Hayat denilen şey ; Genç bakışlarda labirentten labirente koşuşturmaya benzer.Bazen bir engebe bazen de dikenli duvarlardan geçebilme , o zorluğu tek başına aşabilme güzelliğidir. Bazen de salçalı ekmek tadında gülümseyebilmektir her şeye inat. Sevebilmektir nefes alabildiğin için çevrendeki her şeyi. Deniz kıyısına gittiğinde kırık bir sandala oturup denizi koklayabilmektir yaşamak. Her anın tadını çıkarmak,demli bir çay kıvamında demlenmek hayat girdabında iki şekerli fani ruhlarımızla.. .İşte Birol’da böyle bir ruhtu. Asla gülümsemekten vazgeçmez etrafına neşe saçardı. Her zaman bilirdi, gülümseyip hayata pozitif bakmak hayatı daha da kolaylaştırırdı. Ruhuna doğru düşen kum taneleri daha rahat akardı bir nevi

 Çevresi tarafından çok seviliyordu. Her sabah mahalle Birol’un neşeli ‘’Günaydın’’nameleri ile çınlıyordu.
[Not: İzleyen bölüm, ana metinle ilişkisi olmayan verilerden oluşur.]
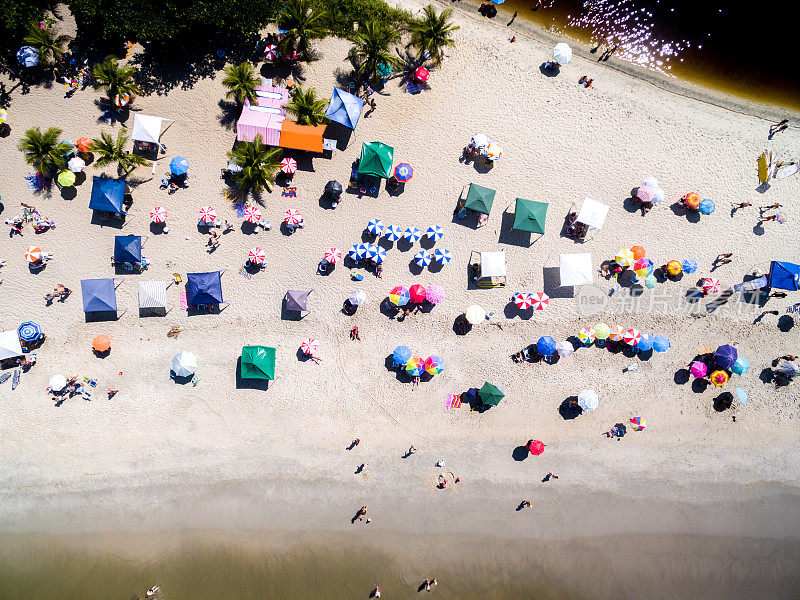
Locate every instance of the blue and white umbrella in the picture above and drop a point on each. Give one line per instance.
(423, 258)
(393, 233)
(442, 256)
(375, 227)
(412, 234)
(435, 232)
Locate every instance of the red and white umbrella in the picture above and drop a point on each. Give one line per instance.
(252, 214)
(158, 214)
(257, 256)
(208, 214)
(540, 300)
(292, 216)
(288, 165)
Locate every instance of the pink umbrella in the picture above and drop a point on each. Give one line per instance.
(158, 215)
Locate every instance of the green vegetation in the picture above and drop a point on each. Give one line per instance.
(44, 151)
(307, 108)
(259, 165)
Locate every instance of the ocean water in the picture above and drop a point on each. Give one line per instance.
(728, 46)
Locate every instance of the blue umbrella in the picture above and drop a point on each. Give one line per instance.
(29, 331)
(179, 166)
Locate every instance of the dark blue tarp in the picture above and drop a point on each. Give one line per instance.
(107, 194)
(204, 288)
(344, 108)
(128, 248)
(784, 276)
(98, 295)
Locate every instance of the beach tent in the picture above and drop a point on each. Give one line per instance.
(107, 194)
(344, 108)
(376, 160)
(128, 249)
(10, 346)
(479, 198)
(575, 269)
(257, 362)
(204, 288)
(784, 276)
(99, 295)
(529, 216)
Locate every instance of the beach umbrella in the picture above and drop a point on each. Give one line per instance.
(698, 369)
(288, 165)
(725, 356)
(76, 164)
(442, 256)
(719, 378)
(416, 293)
(309, 346)
(475, 314)
(707, 207)
(399, 296)
(292, 216)
(434, 365)
(435, 232)
(252, 214)
(393, 233)
(333, 255)
(403, 172)
(66, 178)
(562, 53)
(588, 400)
(179, 166)
(257, 256)
(546, 345)
(565, 349)
(184, 364)
(661, 343)
(741, 366)
(33, 254)
(208, 214)
(101, 343)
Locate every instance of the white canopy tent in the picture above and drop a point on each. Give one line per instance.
(575, 269)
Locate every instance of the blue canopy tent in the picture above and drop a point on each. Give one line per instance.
(204, 288)
(128, 249)
(99, 295)
(344, 108)
(107, 194)
(784, 276)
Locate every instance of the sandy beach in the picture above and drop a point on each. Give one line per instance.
(161, 456)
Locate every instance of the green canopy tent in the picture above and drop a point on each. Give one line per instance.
(529, 216)
(479, 199)
(376, 160)
(258, 362)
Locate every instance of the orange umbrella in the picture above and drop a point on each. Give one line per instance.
(101, 343)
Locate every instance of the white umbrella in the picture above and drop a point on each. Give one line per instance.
(184, 364)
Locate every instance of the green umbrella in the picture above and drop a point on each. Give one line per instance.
(529, 215)
(258, 362)
(479, 199)
(376, 159)
(491, 394)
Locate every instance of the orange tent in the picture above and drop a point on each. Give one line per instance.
(301, 137)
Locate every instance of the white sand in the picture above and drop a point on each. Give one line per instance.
(270, 448)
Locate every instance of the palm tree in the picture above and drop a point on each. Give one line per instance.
(116, 80)
(302, 23)
(44, 39)
(241, 82)
(433, 33)
(44, 150)
(110, 152)
(306, 108)
(259, 164)
(371, 47)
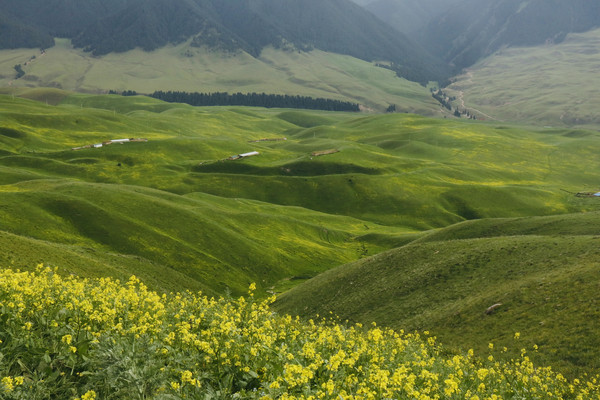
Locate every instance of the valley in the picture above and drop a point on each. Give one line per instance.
(437, 239)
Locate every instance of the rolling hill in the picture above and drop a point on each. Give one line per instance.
(188, 68)
(542, 85)
(175, 203)
(479, 282)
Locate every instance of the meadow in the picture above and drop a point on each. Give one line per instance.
(186, 68)
(71, 338)
(458, 215)
(549, 85)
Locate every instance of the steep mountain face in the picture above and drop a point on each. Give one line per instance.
(338, 26)
(409, 16)
(14, 34)
(476, 28)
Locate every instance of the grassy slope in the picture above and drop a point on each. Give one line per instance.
(172, 205)
(543, 270)
(316, 74)
(548, 85)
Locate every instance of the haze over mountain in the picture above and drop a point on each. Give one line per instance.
(407, 16)
(474, 29)
(102, 27)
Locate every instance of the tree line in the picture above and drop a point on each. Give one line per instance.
(255, 100)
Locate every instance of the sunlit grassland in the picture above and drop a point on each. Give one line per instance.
(175, 212)
(71, 338)
(176, 203)
(540, 272)
(185, 68)
(544, 85)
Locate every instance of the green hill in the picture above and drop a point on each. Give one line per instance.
(188, 68)
(543, 85)
(475, 29)
(540, 272)
(325, 189)
(336, 26)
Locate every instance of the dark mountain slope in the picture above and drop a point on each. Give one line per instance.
(409, 16)
(148, 24)
(14, 34)
(338, 26)
(476, 28)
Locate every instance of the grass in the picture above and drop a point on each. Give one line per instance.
(69, 337)
(544, 85)
(185, 68)
(173, 211)
(542, 270)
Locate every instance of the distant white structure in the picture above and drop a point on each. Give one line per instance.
(250, 154)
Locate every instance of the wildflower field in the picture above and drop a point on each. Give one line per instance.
(73, 338)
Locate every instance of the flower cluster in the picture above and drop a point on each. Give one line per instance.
(79, 339)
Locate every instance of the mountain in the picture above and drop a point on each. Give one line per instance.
(338, 26)
(14, 34)
(474, 29)
(409, 16)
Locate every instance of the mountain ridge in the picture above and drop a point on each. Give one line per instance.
(338, 26)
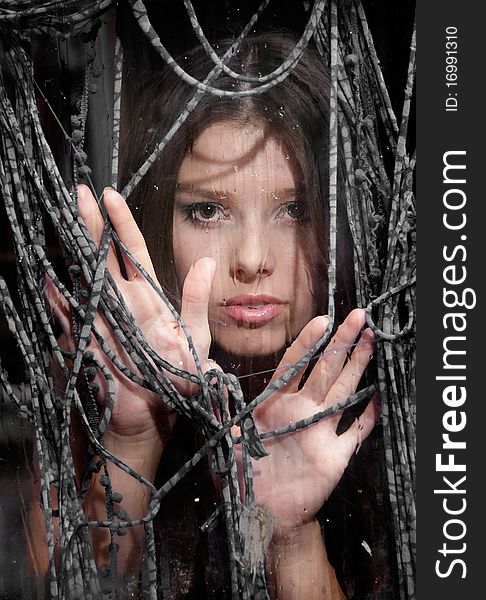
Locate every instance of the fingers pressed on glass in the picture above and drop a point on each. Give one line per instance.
(129, 233)
(361, 428)
(307, 338)
(330, 364)
(94, 221)
(195, 301)
(348, 379)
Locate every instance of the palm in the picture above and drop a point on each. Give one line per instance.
(139, 414)
(304, 467)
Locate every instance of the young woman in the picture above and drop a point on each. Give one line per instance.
(233, 221)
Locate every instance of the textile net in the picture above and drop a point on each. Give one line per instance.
(39, 198)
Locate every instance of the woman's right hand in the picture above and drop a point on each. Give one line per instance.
(139, 415)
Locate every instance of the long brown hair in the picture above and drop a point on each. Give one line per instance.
(295, 111)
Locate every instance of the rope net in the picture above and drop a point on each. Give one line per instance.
(40, 203)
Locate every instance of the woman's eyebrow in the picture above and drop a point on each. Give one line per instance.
(289, 193)
(188, 188)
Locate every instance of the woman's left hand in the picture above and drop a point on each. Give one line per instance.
(304, 467)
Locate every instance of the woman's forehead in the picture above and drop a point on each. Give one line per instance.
(230, 150)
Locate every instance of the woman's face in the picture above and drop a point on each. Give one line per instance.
(237, 201)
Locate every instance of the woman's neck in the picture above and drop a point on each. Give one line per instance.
(253, 372)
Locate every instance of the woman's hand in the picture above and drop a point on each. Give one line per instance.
(140, 416)
(303, 468)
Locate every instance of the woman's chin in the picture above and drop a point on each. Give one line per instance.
(250, 344)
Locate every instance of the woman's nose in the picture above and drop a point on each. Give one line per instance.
(253, 255)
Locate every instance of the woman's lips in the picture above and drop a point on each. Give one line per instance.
(253, 310)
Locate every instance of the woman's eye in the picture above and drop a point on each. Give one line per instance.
(206, 210)
(296, 210)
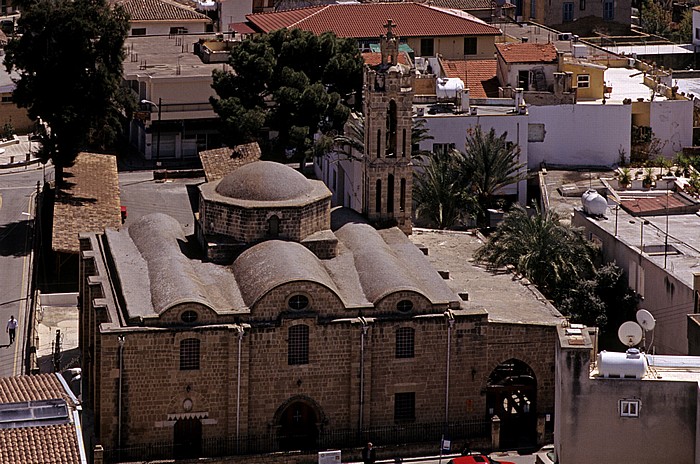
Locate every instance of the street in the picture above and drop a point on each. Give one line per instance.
(17, 191)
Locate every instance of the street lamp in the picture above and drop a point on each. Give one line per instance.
(159, 106)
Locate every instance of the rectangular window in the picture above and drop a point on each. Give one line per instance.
(583, 81)
(404, 407)
(189, 354)
(298, 345)
(629, 408)
(443, 148)
(608, 11)
(427, 47)
(470, 45)
(568, 12)
(405, 343)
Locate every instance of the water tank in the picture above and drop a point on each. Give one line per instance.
(447, 87)
(629, 365)
(594, 204)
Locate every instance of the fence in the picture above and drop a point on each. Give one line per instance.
(273, 442)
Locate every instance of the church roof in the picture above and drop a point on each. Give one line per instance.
(273, 263)
(365, 20)
(265, 181)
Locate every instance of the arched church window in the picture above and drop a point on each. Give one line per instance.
(273, 226)
(390, 194)
(391, 129)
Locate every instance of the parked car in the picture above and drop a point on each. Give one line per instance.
(476, 459)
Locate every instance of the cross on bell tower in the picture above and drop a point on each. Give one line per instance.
(389, 45)
(388, 111)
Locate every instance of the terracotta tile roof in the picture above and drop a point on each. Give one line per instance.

Yine tüm enerjisi ile uyanmış kocaman güzel bir güne hazırdı.  Bazı zamanlar yolda birbirlerine somurtarak bakan, günaydın bile demeyen insanları süzerdi.’’ Küçücük bir kelime nasıl olur da insanlar tarafından bu kadar birbirinden sakınırcasına kullanılırdı, hayret ‘’ der düşünürdü. Tüm o ruhlara inat tanıdığı tanımadığı herkese ‘’günaydın ‘’der selam verirdi. Çok güzel bir büfe işletiyordu. Amcasından kalma tostçu zihniyetini değiştirmiş çiçek saksıları, farklı renk sandalye, masalarla şirin bir yer hazırlamıştı. Herkesin damak tadına göre özel lezzetler sunuyor. Malzemelerini iyi yerlerden almaya çalışıyordu. Tüm mutfak malzemelerini özel ile seçer kötü ürünleri asla dükkanına sokmuyordu. ‘’Abi ucuza al daha çok kar yaparsın ‘’ sözlerine çok kızıyor, böyle düşünen insanlarla daima ağız dalaşına girmekten de çekinmiyordu. Sonuçta Birol’un da çocukları vardı kendi çocuğunun yemesini istemediği kalitesiz ürünleri asla başkasının çocuğuna da yediremezdi. ‘’İnsanı insan yapan duruş tarzıdır oğlum’’ öğüdünü hatırlardı amcasından kalan. Az kazanmak ya da çok kazanıp sağlıksız ürünler satmak.. Asla.. Birol bu değildi. Sadece bazı geceler ‘’bunları yapanlar nasıl vicdanla uyuyorlar ‘’diye düşünürdü.

 Birol’un malzeme kalitesini bilen esnaf atıştırmak için hep ona geliyordu. Bazı zamanlar çırak dükkanlara gitmekten helak olup büfenin kenarında uyuya kalırdı.

 Ama onu yine popüler yapan AŞKtı. Menüsüne yeni koyduğu ‘’Leyla Tostu ‘’ en beğenilen ‘’fenomen ‘’ haline gelen bir yiyecekti. Özellikle üniversite öğrencileri çok uzak yollardan hem bu tostu hem de hikayesini dinlemeye geliyorlardı. Gerçekten çok keyifli bir hikaye idi. Dinleyenler özellikle kızlar tekrar tekrar anlattırıyorlar aşk hayallerine dalıyorlardı.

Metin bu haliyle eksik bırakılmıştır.